All rights and obligations under this Contract shall not be affected by any delay caused by any circumstances beyond the control of the parties, including but not limited to Acts of God, fire, flood, war, government acts or regulations, strikes, lockouts or concerted acts of workmen.
If the Hirer breaches its obligation to pay rentals when due or any of the other terms of this Contract, or if the Hirer becomes insolvent or ceases to do business as a going concern, or if the Equipment or any part of it is abused, illegally used or misused, or if the Hirer makes an assignment for the benefit of creditors, or if a petition in bankruptcy or for arrangement or reorganization is filed by or against the Hirer, or if property of the Hirer is attached or a receiver is appointed for the Hirer or any of the Hirer’s property, or if the Hirer is in default pursuant to the provisions of any other agreement by and between the Firm and the Hirer, or whenever the Firm may deem the rentals or Equipment insecure, the Hirer hereby authorises the Firm to enter, with or without legal process, any premises where the Equipment may be and take possession thereof, or at the request of the Firm, the Hirer will assemble the Equipment and make the Equipment available to the Firm, in whole or in part as requested, at such place or places designated by the Firm. All remedies herein are cumulative and any or all such remedies may be exercised in lieu of or in addition to any remedies at law, in equity or under statute. If after default this Contract is placed with a collection agency for unpaid rentals or enforcement of any other right or remedy of the Firm, the Hirer shall pay reasonable attorneys’ fees. Waiver of any default shall not be a waiver of any other or subsequent default.
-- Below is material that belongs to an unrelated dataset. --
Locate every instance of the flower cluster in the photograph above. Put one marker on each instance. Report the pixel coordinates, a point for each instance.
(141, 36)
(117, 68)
All notices required to be given hereunder shall be in writing and shall be deemed adequately given if sent by registered or certified mail to the other party at the registered address of such other party, or at such other place as either party may designate in writing to the other party.
All disputes, controversies or differences arising between Parties out of or in connection with this Contract shall be settled first by mutual discussion and, only if that is unavailing, Parties shall submit to the exclusive jurisdiction of the courts of New South Wales, Australia and to the appeal courts from them.
This document and any attachments hereto constitute the entire agreement of the parties with respect to the subject matter hereof. No variation or modification of this document and no waiver of any of its provisions or conditions shall be valid unless in writing and signed by both parties.